The progress of science and technology in the pharmaceutical industry has facilitated access to effective treatments. However, this has also led to a strong dependence on certain medications, often without fully considering their side effects.
For example, ibuprofen is one of the most widely used and well-known medications in Chile. According to data from the Institute of Public Health (ISP), between January and October 2021 alone, more than 4.7 million units were sold, placing it third in the ranking of best-selling drugs nationwide. Other commonly used anti-inflammatory drugs include naproxen, mefenamic acid, ketoprofen, and ketorolac.
This massive consumption reflects the Chilean population's strong dependence on anti-inflammatory drugs, despite scientific evidence warning of their adverse effects, such as gastric or renal damage when used for prolonged periods, thus prompting the need to seek effective and less harmful options for the body.
This is the view of Dr. Carolina Mascayano, an academic and researcher at the Faculty of Chemistry and Biology at Usach, who is leading a Fondecyt Regular project aimed at developing a new generation of compounds with anti-inflammatory potential. The goal is to find safer and more effective alternatives to current medications, capable of relieving inflammation without causing the adverse effects that currently limit the prolonged use of these drugs.
Fewer Side Effects
"We began by researching 5-LOX inhibitors from flavonoids, but we soon saw the need to go further and also address COX-2. This evolution led us to propose dual compounds that integrate both inflammatory pathways, paving the way for more comprehensive therapies with fewer side effects," says the researcher.
In other words, the research stems from studying traditional anti-inflammatory drugs and evolving toward the design of compounds that act on two enzymes relevant to the creation of a drug. The first is COX-2, responsible for producing prostaglandins that cause pain, fever, and inflammation. The second is 5-LOX, linked to the synthesis of leukotrienes, molecules that also participate in inflammatory processes and respiratory diseases. By focusing on both at the same time, more comprehensive treatments with fewer side effects than current drugs can be developed.

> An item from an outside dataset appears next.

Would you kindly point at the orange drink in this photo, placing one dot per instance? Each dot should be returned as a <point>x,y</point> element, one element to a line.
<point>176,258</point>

One of the project's innovative proposals is the incorporation of ferrocene, an organometallic compound that has gained prominence in medicinal chemistry in recent years. Its high stability, structural similarity to the phenolic ring common in many drugs, and low toxicity in animal models make it a particularly attractive fragment for drug design.
“By adding ferrocene to our molecules, we make them more effective and, at the same time, safer. This organometallic fragment enhances the action against inflammatory enzymes and opens up the possibility of developing treatments with fewer side effects than traditional anti-inflammatories,” explains Dr. Mascayano.
Impactful Interdisciplinary Research
Although this is pioneering basic science research, the project involves strong collaboration between different areas of knowledge. It involves chemists dedicated to the synthesis of new molecules, biochemists who perform biological tests, bioinformatics specialists who model the behavior of compounds on computers, as well as undergraduate, master's, and doctoral students who are involved in each stage.
"We work simultaneously on three core fronts: compound synthesis, biological testing, and computational studies," says Dr. Mascayano. She underscores the importance of teamwork, adding that "none of this would be possible without collaboration between different disciplines and the essential contribution of undergraduate and graduate students.
"Added to this effort is the collaboration with academics from the Faculty of Medical Sciences at Usach, which allows us to broaden our view to applications related to more complex pathologies, such as cancer. This joint work between chemistry, biology, and medicine makes the project an example of interdisciplinary research with great potential for impact.
“The integration with Medical Sciences enables us to project the work beyond inflammation and think about how these compounds could contribute to the treatment of diseases where COX-2 and 5-LOX play a key role, such as cancer,” concludes the researcher.